Grangegorman Urban Quarter Public Realm, Landscape & Infrastructure, Dublin Institute of Technology and Health Executive
Stage 2: Grangegorman Urban Quarter Public Realm, Landscape & Infrastructure, Dublin Institute of Technology and Health Service Executive
The Grangegorman Master Plan represents the largest higher-education campus development ever undertaken in the history of the state of Ireland, creating a vibrant new Urban Quarter for Dublin’s north inner city. It will accommodate 422,300 square meters of academic and residential buildings for the Dublin Institute of Technology (DIT), along with replacement psychiatric facilities and new primary care facilities for Ireland’s national health care service, the Heath Service Executive (HSE), and new amenities for the local community and the wider surrounding city. The site is 73 acres which is currently used by the old St. Brendan’s Psychiatric Hospital. It has been walled off from the rest of the city of Dublin since the early nineteenth century and is one of the largest undeveloped pieces of land in the city.
The Stage 1 Master Plan design was completed in 2009, with a high level of consensus, support and approval among the many stakeholders from DIT, HSE and the wider community. Moore Ruble Yudell’s Planning Team prepared Design Guidelines to guide the future designers in achieving a unified design while allowing the creative freedom necessary to create the future individual buildings. The future designers for key buildings will be selected through a design competition process.
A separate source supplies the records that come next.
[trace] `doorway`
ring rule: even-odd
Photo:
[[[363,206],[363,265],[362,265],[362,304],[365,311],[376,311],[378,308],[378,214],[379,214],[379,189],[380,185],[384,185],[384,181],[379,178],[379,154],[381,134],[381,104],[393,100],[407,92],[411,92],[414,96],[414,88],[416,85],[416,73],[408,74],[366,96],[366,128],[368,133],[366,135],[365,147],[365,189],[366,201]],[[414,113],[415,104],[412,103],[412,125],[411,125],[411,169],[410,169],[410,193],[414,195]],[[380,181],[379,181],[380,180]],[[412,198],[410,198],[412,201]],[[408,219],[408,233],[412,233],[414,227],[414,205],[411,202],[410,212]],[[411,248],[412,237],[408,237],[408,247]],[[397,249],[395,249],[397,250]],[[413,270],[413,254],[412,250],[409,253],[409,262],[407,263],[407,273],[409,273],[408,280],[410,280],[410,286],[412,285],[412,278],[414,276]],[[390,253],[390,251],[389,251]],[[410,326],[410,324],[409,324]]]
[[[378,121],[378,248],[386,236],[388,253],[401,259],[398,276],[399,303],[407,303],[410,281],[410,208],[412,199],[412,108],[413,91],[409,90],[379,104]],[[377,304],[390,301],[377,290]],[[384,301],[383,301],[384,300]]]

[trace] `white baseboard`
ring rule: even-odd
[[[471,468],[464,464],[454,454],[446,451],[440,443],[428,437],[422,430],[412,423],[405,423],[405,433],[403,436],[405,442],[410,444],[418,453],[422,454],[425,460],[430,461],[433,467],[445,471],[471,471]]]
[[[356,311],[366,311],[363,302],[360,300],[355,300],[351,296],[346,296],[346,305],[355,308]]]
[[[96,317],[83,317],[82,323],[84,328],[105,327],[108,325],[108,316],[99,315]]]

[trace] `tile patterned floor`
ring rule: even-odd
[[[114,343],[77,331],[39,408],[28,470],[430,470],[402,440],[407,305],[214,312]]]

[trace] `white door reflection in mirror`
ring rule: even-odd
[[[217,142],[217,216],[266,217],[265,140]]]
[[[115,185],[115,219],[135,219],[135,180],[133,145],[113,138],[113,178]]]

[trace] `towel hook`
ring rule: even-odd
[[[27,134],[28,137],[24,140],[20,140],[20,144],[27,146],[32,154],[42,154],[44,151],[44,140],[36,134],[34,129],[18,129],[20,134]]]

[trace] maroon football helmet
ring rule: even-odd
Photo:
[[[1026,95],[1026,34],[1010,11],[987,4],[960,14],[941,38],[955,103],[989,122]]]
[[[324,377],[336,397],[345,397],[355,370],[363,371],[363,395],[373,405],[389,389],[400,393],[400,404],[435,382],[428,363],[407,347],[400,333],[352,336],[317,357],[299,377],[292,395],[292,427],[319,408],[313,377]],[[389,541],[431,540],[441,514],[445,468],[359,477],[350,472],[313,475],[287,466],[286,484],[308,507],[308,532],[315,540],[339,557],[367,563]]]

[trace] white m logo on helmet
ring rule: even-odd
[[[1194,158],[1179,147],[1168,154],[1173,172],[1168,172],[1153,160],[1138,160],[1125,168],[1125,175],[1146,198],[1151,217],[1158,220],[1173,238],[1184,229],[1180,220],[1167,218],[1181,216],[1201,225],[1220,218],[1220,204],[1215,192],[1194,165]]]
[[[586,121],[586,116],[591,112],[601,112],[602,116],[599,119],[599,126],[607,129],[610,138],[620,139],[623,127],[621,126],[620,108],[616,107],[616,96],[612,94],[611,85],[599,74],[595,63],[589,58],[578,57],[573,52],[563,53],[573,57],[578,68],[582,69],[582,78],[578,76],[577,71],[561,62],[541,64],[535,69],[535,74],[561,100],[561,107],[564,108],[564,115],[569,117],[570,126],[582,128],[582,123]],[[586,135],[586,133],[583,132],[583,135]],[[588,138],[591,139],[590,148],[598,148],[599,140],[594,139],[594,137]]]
The MRY Team is currently focused on the Stage 2 comprehensive design of the Public Realm spaces, preparing Construction Documents for the landscape design, infrastructure, utilities, and ancillary architectural elements of the project. Our goal is to create distinctive gateway entrances, vibrant public open spaces, landscape features and other elements that link together the different districts of the site, while reinforcing a strong and unique sense of identity for the project.